ESP (Emotional Social Parenting)
ESP is how you connect to your child on a deep loving level. What you need to remember is that it’s all about the love we have for our kids, the love we give to our kids, and the love we teach them to give to others. A consistent, unconditional love that is ever-present with them even when they aren’t with us.
What are the Four R’s for ESP parents?
If we want to be consistent in our unconditional love with our kids, first, we have to love and take care of ourselves. The P in ESP is for us, the parents.
These four R’s are Dr. Joanette’s suggestions for parents to help us maintain a healthy emotional balance within our lives. 7 and 8 are important numbers for ESP Parents. Take 7- 8 deep breaths, get 7-8 hours of sleep a night, drink 7-8 glasses of water a day, and engage in 70-80 minutes of self-care a week.
Take 7-8 Deep Breaths and Slowly Blow Them Out and Repeat a Mantra.
You’re having a rough day, your toddler just had her third meltdown of the day, and it’s only 1 o’clock.
Kids struggle with their big feelings and emotions; the result is they have frequent tantrums or periods of dysregulation. When your child is dysregulated, it’s developmentally normal. They are learning to understand their big emotions – the uncomfortable feelings and sensations in their bodies. It doesn’t mean anything about who you are as a parent.
When our child is dysregulated what she needs is a parent or caregiver to provide a calm safe container for her dysregulation. When we surround our child with our calm, our dysregulated child absorbs the calm energy of our regulation. This let us help her regulation her big emotions. This process is called co-regulation. Co-regulation eventually helping her learn by our example to self-regulate her feelings.
I get it; this is challenging and may take years before your child is able to fully self-regulate. This is partially because you child will be about 25 years old before the part of your child’s brain that is responsible for emotional self-regulation fully develops.
Sometimes the hardest part of surviving your child’s emotional meltdown is staying calm enough to be that calm container for their emotional volcano. Something I’ve found helpful when my grandkids are dysregulated and it is chaos. I put one hand on my belly and one hand over my heart. It’s feels like a gentle hug and reminds me, I’ve got this. That gentle self hug releases more oxytocin, the love chemical, than just placing one hand on your heart.

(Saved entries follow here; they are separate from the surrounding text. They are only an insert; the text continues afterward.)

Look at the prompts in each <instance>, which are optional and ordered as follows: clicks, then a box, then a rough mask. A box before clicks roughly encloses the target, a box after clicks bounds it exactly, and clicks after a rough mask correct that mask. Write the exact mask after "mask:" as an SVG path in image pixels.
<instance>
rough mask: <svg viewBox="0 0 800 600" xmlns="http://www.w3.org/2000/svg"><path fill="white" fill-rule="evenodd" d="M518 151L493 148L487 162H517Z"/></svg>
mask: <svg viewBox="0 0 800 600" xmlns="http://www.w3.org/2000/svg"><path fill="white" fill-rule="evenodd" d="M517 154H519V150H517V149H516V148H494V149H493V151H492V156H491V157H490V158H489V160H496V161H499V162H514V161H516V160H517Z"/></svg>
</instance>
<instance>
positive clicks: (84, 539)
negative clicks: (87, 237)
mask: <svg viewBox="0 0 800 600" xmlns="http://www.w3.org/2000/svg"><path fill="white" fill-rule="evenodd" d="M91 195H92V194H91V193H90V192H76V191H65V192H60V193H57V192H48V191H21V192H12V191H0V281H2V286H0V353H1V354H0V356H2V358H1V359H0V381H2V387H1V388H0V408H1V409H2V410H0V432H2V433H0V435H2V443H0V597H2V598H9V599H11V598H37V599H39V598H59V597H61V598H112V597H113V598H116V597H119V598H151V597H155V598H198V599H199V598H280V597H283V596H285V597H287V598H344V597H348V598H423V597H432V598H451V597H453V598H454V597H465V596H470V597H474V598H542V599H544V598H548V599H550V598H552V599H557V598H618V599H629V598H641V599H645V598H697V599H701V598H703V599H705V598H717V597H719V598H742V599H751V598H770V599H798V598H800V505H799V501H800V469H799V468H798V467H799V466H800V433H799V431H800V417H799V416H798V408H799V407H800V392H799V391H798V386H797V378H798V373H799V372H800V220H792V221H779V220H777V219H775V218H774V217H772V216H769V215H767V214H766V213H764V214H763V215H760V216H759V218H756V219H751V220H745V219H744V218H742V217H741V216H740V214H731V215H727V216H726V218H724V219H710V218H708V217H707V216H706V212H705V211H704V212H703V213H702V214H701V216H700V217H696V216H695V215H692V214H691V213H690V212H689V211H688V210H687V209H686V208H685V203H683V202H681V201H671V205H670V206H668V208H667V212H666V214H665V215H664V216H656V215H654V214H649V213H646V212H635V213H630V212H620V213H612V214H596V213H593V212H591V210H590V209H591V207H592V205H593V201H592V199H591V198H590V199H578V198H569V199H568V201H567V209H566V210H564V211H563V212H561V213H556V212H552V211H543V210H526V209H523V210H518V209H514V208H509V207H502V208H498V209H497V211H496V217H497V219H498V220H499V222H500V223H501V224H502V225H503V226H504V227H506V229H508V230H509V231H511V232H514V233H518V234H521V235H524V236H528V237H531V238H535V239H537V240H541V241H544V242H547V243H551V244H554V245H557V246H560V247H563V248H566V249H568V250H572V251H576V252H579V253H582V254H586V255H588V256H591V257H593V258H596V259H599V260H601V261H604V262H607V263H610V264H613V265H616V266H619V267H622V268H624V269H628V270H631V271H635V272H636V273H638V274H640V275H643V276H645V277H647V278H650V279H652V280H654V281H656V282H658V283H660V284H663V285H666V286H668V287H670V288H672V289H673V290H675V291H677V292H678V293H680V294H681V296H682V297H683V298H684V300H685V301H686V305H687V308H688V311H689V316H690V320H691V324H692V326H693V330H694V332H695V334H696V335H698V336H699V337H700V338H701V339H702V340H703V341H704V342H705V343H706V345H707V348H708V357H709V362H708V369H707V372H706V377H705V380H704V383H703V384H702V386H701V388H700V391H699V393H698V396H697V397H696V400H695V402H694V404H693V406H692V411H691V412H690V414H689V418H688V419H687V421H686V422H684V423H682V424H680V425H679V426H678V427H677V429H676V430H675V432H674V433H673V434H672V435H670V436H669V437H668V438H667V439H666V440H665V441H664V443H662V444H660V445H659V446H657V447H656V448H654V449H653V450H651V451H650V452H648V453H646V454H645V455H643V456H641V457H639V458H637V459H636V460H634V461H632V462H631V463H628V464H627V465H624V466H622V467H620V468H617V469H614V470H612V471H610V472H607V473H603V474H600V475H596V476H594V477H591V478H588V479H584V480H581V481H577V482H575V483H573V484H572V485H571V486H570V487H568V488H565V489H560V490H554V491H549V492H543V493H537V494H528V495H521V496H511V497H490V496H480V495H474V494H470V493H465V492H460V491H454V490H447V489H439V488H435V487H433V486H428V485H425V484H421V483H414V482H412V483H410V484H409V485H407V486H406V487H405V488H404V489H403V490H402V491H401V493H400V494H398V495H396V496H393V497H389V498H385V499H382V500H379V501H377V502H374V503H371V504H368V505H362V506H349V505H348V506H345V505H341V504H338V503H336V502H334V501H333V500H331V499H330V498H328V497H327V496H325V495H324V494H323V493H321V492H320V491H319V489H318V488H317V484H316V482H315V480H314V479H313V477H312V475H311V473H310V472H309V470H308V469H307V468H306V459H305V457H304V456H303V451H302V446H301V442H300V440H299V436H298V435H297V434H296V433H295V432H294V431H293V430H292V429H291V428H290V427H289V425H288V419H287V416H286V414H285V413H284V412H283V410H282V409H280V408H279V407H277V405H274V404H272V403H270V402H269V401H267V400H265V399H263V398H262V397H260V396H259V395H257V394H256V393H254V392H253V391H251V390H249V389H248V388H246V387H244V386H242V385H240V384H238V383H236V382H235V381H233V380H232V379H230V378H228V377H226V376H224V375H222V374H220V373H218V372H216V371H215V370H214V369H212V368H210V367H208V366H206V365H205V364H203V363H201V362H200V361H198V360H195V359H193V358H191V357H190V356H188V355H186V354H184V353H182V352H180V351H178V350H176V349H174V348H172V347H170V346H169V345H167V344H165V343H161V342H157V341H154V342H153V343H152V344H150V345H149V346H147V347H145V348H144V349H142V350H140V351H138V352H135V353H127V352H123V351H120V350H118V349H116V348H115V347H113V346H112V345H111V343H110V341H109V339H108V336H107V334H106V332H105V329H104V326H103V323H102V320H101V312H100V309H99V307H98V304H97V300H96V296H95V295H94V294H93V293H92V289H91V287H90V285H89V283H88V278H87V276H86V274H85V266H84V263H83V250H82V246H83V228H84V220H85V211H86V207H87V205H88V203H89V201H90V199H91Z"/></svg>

Next I take a deep breath and slowly blow out as if I’m blowing through a straw. This is also known as hot cocoa breath. I repeat to myself a short mantra, depending on the circumstances. As a parent, you can repeat some form of this mantra to yourself. I am a good parent; my child is a good child; we can get through this. Repeat it our loud, your child won’t acknowledge that they hear you. However, the calm soothing tone of your voice will seep into their dysregulation. Another mantra I use is: There is nothing wrong with me; there is nothing wrong with my grandkid; I can cope with this.
Connect the Neurons: Dysregulation leads to co-regulation leads to self-regulation.
Get 7 – 8 Hours of Sleep a Night.
Sleep is essential to staying healthy. While we sleep, our brains and body are busy and active. Our brains may not function properly when we don’t get enough sleep. Our brain removes toxins that have built up while we are awake. Our body renews and repairs itself. If our brain doesn’t have enough time while we sleep to do what it needs to do to keep it and us healthy, memory, concentration, and our ability to think clearly may be affected. When we have a night of adequate sleep, we awake feeling refreshed, alert, and ready for the day.
Drink 7 – 8 Glasses of Water a Day.
Our bodies are 60% water. Our brains and heart are 76% water, and our lungs are 83% water. We need water to stay healthy. If we don’t take in enough water and become dehydrated, our brains don’t work so well, causing confusion and “fuzzy thinking.” (not the same as warm fuzzies). What else does water do? Water also helps with temperature regulation; it helps keep our joints lubricated and helps eliminate toxins from our body—time to get another glass of water.
Set aside 70 – 80 minutes a week for self-care. Remember, self-care isn’t aftercare. Self-care shouldn’t happen after you have made time for everyone else all during the week, and now it’s the weekend, and you are finally getting time to make time for yourself. Self-care is preventative. You want to do self-care at the beginning of the week and during the week to give yourself some relaxation or downtime. Recharge your batteries so you have the energy to make it through the week.
What does self-care look like for you? Self-care can be different for each of us. It can be yoga or mindfulness. An exercise class at the gym. A walk in the woods or just down the street. An hour of your favorite TV show (in the middle of the day). Or 30 minutes spent taking a nap.
Whatever it looks like, take your calendar for next week and schedule some self-care for the beginning and the middle of the week. This might feel tricky and strange because this self-care “brain muscle” isn’t used to having a workout at the beginning and the middle of the week. However, you will learn to love the feeling if you keep exercising it.